Chromosome 2 Sequence of the Human Malaria Parasite Plasmodium falciparum

See allHide authors and affiliations

Science  06 Nov 1998:
Vol. 282, Issue 5391, pp. 1126-1132
DOI: 10.1126/science.282.5391.1126

This article has a correction. Please see:


Chromosome 2 of Plasmodium falciparum was sequenced; this sequence contains 947,103 base pairs and encodes 210 predicted genes. In comparison with the Saccharomyces cerevisiaegenome, chromosome 2 has a lower gene density, introns are more frequent, and proteins are markedly enriched in nonglobular domains. A family of surface proteins, rifins, that may play a role in antigenic variation was identified. The complete sequencing of chromosome 2 has shown that sequencing of the A+T-rich P. falciparum genome is technically feasible.

Malaria, a disease caused by protozoan parasites of the genus Plasmodium, is one of the most dangerous infectious diseases affecting human populations. Approximately 300 million to 500 million people are infected annually, and 1.5 million to 2.7 million lives are lost to malaria each year, with most deaths occurring among children in sub-Saharan Africa (1). Of the four species that cause malaria in humans,P. falciparum is the greatest cause of morbidity and mortality. The resistance of the malaria parasite to drugs and the resistance of mosquitoes to insecticides have resulted in a resurgence of malaria in many parts of the world and a pressing need for vaccines and new drugs. The identification of new targets for vaccine and drug development is dependent on the expansion of our understanding of parasite biology; this understanding is hampered by the complexity of the parasite life cycle. The sequencing of the Plasmodiumgenome may circumvent many of these difficulties and rapidly increase our knowledge about these parasites.

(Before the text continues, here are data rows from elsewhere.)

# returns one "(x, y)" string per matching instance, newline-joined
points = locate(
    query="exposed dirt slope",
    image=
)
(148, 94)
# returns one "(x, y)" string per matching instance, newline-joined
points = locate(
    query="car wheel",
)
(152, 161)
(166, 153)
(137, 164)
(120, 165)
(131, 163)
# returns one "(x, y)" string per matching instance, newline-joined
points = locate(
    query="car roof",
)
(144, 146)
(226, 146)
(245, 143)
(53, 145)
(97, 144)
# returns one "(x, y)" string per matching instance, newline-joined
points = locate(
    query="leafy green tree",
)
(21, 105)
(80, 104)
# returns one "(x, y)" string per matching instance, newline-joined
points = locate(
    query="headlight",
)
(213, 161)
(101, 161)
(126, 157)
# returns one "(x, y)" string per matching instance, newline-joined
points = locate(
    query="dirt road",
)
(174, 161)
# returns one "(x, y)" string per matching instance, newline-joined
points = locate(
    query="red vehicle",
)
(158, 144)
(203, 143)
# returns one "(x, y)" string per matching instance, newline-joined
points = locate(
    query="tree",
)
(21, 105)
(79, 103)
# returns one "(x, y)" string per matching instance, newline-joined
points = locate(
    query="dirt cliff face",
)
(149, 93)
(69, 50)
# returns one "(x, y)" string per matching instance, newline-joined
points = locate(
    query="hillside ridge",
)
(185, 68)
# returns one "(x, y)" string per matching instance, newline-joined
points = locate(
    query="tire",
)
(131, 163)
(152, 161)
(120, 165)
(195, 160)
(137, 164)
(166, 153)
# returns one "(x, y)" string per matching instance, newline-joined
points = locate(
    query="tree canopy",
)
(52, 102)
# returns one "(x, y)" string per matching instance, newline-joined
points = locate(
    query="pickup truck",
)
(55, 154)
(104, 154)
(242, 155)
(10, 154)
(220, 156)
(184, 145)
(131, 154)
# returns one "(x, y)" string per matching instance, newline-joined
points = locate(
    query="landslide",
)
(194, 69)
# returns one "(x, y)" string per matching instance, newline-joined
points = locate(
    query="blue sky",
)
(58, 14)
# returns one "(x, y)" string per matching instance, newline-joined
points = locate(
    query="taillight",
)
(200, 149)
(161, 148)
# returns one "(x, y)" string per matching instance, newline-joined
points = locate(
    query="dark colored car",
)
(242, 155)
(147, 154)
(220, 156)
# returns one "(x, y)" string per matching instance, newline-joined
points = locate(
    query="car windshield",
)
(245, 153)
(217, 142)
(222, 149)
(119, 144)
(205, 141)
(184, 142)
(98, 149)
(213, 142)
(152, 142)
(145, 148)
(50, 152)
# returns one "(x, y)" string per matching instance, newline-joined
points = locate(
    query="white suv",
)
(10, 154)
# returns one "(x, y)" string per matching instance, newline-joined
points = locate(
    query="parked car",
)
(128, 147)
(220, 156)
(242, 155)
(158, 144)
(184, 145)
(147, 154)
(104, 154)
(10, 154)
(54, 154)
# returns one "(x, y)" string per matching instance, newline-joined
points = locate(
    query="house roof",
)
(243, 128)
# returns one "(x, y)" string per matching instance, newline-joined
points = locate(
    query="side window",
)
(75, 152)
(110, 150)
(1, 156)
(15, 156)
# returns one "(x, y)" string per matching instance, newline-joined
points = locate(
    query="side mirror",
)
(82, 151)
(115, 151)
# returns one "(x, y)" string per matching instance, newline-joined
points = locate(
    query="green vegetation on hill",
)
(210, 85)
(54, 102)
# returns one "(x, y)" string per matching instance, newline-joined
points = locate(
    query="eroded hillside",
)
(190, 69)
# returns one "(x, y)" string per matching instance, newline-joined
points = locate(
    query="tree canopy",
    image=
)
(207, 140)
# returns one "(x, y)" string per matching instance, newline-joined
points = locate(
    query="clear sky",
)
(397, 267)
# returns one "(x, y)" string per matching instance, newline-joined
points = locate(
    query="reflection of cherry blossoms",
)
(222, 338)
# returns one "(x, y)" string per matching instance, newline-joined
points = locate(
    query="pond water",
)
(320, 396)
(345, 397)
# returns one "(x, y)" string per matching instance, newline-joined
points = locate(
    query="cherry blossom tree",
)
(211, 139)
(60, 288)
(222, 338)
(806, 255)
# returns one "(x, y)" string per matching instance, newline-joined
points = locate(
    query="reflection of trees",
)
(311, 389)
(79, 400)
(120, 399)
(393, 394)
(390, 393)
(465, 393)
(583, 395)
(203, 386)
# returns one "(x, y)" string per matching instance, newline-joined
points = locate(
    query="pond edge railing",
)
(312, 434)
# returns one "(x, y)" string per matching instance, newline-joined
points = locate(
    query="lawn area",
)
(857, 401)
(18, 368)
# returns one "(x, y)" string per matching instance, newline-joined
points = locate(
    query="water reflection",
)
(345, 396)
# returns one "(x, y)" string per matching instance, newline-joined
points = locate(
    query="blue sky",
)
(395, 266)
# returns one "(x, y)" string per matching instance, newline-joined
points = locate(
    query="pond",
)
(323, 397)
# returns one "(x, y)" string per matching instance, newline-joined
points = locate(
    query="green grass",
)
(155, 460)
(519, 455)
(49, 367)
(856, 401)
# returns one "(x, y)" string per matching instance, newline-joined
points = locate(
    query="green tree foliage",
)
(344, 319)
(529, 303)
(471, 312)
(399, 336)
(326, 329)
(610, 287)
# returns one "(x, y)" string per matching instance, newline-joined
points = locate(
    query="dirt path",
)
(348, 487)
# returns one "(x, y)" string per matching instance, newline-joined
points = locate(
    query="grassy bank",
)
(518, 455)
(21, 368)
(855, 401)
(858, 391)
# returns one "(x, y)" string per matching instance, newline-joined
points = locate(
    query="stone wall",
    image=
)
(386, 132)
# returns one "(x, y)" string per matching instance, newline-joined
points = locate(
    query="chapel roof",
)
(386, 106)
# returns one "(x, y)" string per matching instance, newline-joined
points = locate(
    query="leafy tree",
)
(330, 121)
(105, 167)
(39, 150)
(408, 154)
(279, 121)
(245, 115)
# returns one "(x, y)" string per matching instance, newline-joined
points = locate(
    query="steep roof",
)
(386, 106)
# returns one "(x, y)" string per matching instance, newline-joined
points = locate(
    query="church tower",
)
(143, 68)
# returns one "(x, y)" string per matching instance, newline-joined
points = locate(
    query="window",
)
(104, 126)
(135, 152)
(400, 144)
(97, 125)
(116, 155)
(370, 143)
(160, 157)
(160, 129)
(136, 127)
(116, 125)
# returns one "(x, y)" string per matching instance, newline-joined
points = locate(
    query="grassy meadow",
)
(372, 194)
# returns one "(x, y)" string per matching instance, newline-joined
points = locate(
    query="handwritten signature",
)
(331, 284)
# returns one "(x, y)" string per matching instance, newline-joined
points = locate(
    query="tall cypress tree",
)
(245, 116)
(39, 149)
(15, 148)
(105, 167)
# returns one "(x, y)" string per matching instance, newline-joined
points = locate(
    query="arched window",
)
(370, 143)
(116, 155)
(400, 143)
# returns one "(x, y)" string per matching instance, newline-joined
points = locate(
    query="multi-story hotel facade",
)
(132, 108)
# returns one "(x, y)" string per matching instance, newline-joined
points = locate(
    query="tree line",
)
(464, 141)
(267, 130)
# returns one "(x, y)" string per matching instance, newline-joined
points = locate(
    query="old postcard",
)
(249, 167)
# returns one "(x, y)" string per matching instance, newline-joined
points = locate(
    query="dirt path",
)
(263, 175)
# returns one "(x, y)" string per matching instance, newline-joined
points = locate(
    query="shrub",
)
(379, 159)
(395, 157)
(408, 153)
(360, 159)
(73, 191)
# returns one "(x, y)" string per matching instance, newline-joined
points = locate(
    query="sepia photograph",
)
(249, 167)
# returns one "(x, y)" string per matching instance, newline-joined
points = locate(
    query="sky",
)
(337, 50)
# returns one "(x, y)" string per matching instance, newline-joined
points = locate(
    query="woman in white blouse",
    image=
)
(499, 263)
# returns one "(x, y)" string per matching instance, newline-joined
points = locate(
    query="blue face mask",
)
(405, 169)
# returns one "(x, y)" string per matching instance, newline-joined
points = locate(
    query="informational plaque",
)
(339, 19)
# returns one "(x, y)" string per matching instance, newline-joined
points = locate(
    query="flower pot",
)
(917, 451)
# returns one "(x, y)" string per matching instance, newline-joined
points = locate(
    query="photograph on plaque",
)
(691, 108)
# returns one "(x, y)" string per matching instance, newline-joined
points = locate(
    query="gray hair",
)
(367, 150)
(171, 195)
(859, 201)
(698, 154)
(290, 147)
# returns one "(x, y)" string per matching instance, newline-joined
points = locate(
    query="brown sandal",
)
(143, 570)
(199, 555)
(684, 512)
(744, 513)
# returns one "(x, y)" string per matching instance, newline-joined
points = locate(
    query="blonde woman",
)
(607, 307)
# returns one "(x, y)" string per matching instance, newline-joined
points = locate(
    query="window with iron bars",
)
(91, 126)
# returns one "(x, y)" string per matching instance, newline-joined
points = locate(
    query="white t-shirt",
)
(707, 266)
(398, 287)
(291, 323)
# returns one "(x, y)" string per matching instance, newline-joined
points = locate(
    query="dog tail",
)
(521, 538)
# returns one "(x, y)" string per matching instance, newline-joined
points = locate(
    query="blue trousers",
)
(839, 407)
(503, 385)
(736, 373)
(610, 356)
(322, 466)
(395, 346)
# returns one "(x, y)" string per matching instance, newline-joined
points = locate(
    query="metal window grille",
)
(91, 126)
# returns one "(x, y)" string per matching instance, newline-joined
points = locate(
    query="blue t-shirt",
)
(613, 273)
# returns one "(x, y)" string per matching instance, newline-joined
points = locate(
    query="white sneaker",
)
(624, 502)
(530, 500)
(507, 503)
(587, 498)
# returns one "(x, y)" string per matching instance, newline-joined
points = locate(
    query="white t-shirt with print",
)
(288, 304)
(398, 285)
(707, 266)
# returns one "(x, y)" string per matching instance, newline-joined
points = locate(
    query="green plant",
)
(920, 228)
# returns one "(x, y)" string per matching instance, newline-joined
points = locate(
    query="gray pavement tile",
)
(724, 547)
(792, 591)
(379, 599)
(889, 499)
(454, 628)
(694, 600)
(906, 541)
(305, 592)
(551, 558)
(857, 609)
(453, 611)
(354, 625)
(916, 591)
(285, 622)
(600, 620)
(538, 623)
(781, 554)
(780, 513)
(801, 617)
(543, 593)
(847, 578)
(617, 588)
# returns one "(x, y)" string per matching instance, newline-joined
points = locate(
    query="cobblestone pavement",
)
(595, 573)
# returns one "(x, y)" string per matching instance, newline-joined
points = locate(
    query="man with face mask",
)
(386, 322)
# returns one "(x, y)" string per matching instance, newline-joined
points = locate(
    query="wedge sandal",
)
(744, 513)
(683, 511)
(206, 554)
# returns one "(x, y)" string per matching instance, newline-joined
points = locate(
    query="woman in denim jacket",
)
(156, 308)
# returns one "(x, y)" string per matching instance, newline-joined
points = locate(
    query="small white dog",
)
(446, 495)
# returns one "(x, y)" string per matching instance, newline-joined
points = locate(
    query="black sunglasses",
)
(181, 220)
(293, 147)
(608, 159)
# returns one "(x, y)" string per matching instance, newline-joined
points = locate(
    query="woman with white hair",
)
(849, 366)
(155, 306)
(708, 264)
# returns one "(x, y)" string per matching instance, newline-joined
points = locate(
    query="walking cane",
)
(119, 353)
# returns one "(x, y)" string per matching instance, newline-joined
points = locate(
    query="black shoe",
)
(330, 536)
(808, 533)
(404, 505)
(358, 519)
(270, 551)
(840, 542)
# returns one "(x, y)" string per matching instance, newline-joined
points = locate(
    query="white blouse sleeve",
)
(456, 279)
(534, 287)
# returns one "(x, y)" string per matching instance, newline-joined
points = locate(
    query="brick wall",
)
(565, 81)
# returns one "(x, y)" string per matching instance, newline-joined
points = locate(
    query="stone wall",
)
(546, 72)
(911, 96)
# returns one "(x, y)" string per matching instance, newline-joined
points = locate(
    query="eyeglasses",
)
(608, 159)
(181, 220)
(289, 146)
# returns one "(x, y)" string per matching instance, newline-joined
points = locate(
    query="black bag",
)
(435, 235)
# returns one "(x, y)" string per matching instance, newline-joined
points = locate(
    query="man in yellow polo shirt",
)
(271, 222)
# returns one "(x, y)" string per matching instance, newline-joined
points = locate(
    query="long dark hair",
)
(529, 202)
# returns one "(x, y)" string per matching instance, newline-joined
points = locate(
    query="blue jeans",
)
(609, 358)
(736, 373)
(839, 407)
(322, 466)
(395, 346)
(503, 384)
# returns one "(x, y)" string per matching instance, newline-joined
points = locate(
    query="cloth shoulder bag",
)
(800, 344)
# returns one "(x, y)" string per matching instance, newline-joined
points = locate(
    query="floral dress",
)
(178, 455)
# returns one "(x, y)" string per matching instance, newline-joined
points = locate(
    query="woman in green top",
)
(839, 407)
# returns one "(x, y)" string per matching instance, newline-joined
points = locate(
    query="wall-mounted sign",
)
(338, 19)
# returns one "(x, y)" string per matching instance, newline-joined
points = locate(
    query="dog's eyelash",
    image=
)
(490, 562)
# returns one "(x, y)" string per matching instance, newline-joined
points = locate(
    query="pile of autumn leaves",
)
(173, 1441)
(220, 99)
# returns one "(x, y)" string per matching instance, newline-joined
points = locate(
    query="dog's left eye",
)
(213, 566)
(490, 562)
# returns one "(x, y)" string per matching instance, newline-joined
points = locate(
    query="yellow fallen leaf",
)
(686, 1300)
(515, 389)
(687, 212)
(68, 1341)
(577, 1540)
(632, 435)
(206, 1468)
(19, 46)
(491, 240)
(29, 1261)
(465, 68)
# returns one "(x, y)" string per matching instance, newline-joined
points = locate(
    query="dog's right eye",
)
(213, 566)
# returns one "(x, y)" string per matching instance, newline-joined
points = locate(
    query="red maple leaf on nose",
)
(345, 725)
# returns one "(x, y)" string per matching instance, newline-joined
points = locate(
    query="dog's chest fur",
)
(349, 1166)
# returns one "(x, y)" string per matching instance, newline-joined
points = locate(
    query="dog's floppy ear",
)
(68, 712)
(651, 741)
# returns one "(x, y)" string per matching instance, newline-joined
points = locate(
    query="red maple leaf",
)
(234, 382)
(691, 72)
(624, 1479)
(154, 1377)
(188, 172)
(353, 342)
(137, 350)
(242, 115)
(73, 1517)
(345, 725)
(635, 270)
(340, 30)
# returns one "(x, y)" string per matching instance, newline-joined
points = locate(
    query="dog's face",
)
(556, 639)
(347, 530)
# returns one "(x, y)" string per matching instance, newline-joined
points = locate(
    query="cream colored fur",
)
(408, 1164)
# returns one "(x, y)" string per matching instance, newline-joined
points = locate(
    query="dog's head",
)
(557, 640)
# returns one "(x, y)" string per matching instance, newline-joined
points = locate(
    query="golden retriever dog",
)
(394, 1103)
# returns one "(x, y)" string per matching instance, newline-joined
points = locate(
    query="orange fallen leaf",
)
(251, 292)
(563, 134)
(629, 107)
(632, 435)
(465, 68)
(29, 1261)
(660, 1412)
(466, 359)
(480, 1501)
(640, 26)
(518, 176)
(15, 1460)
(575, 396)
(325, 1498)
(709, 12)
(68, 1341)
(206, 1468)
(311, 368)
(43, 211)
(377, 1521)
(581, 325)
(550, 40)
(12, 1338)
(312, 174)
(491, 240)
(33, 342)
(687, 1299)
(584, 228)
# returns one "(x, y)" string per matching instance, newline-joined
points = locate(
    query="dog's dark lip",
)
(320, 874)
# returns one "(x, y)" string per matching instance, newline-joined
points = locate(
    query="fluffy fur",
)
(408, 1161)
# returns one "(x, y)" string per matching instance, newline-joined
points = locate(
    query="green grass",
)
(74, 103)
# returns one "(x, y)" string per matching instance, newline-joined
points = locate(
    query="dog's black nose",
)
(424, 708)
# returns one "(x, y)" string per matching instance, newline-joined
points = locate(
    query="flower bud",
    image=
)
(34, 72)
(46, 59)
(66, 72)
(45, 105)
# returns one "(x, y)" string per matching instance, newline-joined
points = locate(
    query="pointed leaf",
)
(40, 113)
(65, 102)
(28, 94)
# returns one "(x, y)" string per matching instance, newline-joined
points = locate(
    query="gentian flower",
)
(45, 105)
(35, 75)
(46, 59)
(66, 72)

The P. falciparum genome is ∼30 Mb in size; has a base composition of 82% A+T; and contains 14 chromosomes, which range from 0.65 to 3.4 Mb. Chromosomes from different wild isolates exhibit extensive size polymorphism. Mapping studies have indicated that the chromosomes contain central domains that are conserved between isolates and polymorphic subtelomeric domains that contain repeated sequences.P. falciparum also contains two organellar genomes. The mitochondrial genome is a 5.9-kb, tandemly repeated DNA molecule; a 35-kb circular DNA molecule, which encodes genes that are usually associated with plastid genomes, is located within the apicoplast [an organelle of uncertain function in Plasmodium and the related parasite Toxoplasma (2)].

Chromosome 2 (GenBank accession number AE001362) was sequenced with the shotgun sequencing approach, which was previously used to sequence several microbial genomes (3, 4), with modifications to compensate for the A+T richness of P. falciparum DNA (5). These modifications included the following: the extraction of DNA from agarose under high-salt conditions to prevent the DNA from melting at a high temperature, the avoidance of ultraviolet (UV) light, the use of the “vector plus insert” protocol for library construction, sequencing with dye-terminator chemistry, the use of a reduced extension temperature in polymerase chain reactions (PCRs), and the use of a transposon-insertion method for the closure of gaps that are very rich in AT. The assembly software was also modified to minimize the misassembly of A+T-rich sequences. The complete sequence included portions of both telomeres and had an average redundancy of 11-fold; colinearity of the final sequence and genomic DNA was proven with optical restriction and yeast artificial chromosome (YAC) maps.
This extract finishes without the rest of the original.